Georgia has had a stable of horses since Hearst departed for the NFL after three seasons in Athens. The pride of being in such an exclusive fraternity of stars doesn’t elude Hearst to this day.
“It’s one of the reasons I went,” he said. “One of the reasons I went to Georgia, one of the reasons I went into any NFL locker room, you can hold your head up and talk shit.
” ‘Cause Georgia running backs — it speaks for itself.”
Garrison Hearst’s college stats
Hearst has more in common with Georgia’s recent batch of running backs than most realize. The two biggest names at the position in Athens in the last decade — Gurley and Chubb — each suffered devastating knee injuries while in college. Gurley’s ACL tear ended his Georgia career, and he declared for the NFL draft following his junior season (like Hearst).
Chubb’s injury came in 2015, his sophomore season, but he returned in 2016 and elected to remain at Georgia for his senior season in 2017.
“Initially, I thought he was working back — more working back mentally than physically,” Hearst said about Chubb. “Sometimes I thought, not sure if he trusts everything. But what can you expect? I’ve had those injuries. That mental side is the part you forget first.”
No one knows about that mental side of recovery better than Hearst.
While on the San Francisco 49ers, Hearst suffered a gruesome ankle injury in the 1998 NFC Championship Game against the Atlanta Falcons. That injury cost him two years of his NFL career, and took away the momentum from a dominant 1998 season in which he totaled 1,570 rushing yards and 535 receiving yards.
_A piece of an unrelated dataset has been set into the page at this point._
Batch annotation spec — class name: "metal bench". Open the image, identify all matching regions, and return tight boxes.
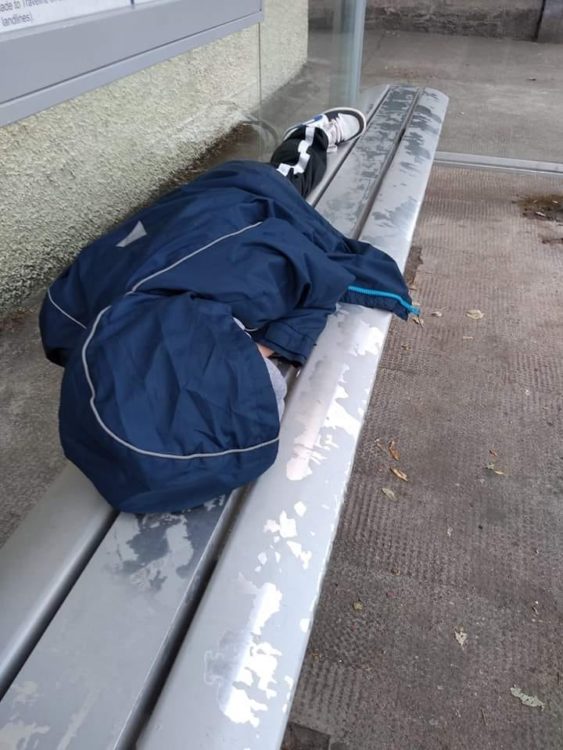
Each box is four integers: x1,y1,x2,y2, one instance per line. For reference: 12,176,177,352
0,86,447,750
In 2001, Hearst returned and was the NFL Comeback Player of the Year as he rushed for 1,206 yards.
Now, Hearst is reflecting more on college than his pro career. That’s understandable, considering Georgia’s 2017 season begins against Appalachian State on Saturday.
Hearst is bullish on the Dawgs, too.
“I think they’ll be great,” Hearst said. “When you said defense, that’s what I’ve been saying to everybody. We shouldn’t have to count on the quarterback. The defense we’re going to have, I don’t care if the team scores 15, 10, in a game. I don’t care. It’s just win.
“And the defense is going to save them more than anything this year.”
Interview conducted by DawgNation reporter Jeff Sentell.